Es ist auch einfacher, die Schuld den Lehrern zuzuschieben. Dass man auch selbst dazu beiträgt (zu wenig oder falsch gelernt), kommt diesen Schreiberlingen aber nicht in den Sinn.
Ich habe vor 20 Jahren die Schule verlassen und natürlich haben sich viele Dinge in dieser Zeit geändert. Auch ich hatte Knatsch mit Lehrkräften. Aber dann muß man versuchen, sich mit diesen sachlich auseinanderzusetzen (man kann ja auch einen Schülersprecher oder Vertrauenslehrer hinzuziehen). Und welche überraschung: In den meisten Fällen wurden Lösungen zur beiderseitigen Zufriedenheit gefunden! Eine Kursleiterin, die bei den meisten Schülern alles andere als beliebt war, habe ich einfach konkret unter vier Augen auf ihre Notenvergabepraxis angesprochen. Und es hat sich gelohnt (nicht nur für mich).

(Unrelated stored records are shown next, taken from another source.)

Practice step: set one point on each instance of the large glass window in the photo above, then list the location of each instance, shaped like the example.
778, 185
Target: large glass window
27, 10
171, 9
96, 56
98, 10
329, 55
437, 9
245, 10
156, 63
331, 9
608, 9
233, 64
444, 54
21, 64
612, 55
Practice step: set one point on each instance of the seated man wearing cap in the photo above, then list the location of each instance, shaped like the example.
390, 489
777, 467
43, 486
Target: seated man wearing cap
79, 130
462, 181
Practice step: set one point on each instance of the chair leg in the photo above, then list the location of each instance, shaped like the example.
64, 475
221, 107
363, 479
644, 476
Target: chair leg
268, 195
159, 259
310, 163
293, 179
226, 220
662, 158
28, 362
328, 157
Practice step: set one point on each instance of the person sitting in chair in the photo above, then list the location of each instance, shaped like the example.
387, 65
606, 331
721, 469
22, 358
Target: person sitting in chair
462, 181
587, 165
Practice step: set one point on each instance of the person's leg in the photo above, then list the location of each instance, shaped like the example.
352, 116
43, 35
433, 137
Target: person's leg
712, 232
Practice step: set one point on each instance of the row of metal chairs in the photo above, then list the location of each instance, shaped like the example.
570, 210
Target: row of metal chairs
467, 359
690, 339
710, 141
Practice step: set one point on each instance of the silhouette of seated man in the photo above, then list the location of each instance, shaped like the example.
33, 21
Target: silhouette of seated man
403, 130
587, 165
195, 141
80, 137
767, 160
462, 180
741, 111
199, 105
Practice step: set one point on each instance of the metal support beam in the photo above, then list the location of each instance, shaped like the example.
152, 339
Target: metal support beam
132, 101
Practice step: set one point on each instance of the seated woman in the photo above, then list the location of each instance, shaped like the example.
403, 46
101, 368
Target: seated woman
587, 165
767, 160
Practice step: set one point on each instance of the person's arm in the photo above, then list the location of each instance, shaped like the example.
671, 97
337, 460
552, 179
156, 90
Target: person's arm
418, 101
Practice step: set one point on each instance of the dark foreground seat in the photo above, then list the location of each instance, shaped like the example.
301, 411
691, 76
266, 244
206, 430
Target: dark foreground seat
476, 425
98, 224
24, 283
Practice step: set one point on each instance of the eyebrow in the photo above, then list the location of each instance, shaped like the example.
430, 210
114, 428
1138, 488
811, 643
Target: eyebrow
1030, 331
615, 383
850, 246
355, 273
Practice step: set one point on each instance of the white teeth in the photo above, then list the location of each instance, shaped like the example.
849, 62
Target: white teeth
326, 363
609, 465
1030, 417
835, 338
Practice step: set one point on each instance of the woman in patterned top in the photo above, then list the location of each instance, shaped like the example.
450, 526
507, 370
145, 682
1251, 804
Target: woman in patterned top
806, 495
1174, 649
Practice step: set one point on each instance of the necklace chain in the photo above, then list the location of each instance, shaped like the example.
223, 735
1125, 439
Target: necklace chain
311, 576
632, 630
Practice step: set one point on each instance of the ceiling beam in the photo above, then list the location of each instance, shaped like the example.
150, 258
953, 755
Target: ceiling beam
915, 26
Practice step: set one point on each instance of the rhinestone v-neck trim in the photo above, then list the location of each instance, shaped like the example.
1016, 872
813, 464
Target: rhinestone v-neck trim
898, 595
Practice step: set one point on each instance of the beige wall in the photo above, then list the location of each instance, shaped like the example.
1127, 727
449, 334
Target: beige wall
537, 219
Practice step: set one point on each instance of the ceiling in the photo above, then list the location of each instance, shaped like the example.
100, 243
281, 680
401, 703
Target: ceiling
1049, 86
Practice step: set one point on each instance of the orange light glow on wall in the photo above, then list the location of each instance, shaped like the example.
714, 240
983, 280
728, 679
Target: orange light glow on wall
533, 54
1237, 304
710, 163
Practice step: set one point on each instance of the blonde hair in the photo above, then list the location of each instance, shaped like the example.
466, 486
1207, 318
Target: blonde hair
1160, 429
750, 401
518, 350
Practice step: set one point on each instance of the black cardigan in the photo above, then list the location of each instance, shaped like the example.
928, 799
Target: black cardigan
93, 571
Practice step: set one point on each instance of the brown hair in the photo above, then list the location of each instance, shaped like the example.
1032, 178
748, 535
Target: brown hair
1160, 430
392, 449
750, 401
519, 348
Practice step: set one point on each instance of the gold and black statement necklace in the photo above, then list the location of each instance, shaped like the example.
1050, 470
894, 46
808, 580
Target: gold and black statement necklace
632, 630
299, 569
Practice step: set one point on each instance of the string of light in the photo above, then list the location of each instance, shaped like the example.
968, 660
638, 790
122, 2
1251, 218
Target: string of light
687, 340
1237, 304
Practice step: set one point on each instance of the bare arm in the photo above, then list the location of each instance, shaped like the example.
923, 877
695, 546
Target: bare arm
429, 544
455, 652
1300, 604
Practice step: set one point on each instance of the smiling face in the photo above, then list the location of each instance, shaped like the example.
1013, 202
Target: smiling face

Redet also nicht übereinander, sondern sprecht miteinander!
PS: Ich wollte eigentlich auch einmal Lehramt studieren. Ich bin froh, dass ich es nicht getan habe!
Man könnte doch eine Website aufmachen, in der Prozessbeteiligte ihre ungeschminkte Meinung über Richter, Staatsanwälte und Anwälte kundtun dürfen. Mal sehen, wie lange die offen bliebe.
Oder die Lehrer machen eine Website auf, in der sie sich über einzelne Schüler mokieren? Oder vielleicht auch Tipps austauschen, wo die Schüler Schwachpunkte haben? Wer neigt zum Spicken? Wer schwärzt Klassenkameraden an? Wäre auch freie Meinungsäußerung, und würde den Kollegen Informationen verschaffen.